Hulu’s owners, The Walt Disney Co., Twenty-First Century Fox and Comcast, opted to take it off the auction block last summer and instead bolster it with $750 million in new capital.
Meanwhile, White continues to fl y the flag for an urgent need to keep distribution costs in check. Retransmission costs rose 50% this year, he said. Programming costs are way up, led by sports, which is growing by double digits. The industry “can’t raise prices 8-to-10% a year forever.

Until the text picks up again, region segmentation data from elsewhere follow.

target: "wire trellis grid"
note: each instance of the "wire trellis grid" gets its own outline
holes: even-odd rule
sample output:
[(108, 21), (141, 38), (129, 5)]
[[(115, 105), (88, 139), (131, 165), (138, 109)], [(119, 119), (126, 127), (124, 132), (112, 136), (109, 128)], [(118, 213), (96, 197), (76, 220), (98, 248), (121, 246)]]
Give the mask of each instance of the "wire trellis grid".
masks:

It’s not sustainable,” he said.
The answer isn’t selling programming on an a la carte basis. “But we need to create smaller bundles, or some greater flexibility for the consumers to have some say over the most expensive programming.”
He and other operators have been saying this for years. So how? “Only if distributors can somehow stand up and have the courage to call into question a couple of cases,” White said. “It’s not going to happen overnight. The consumer is not happy.”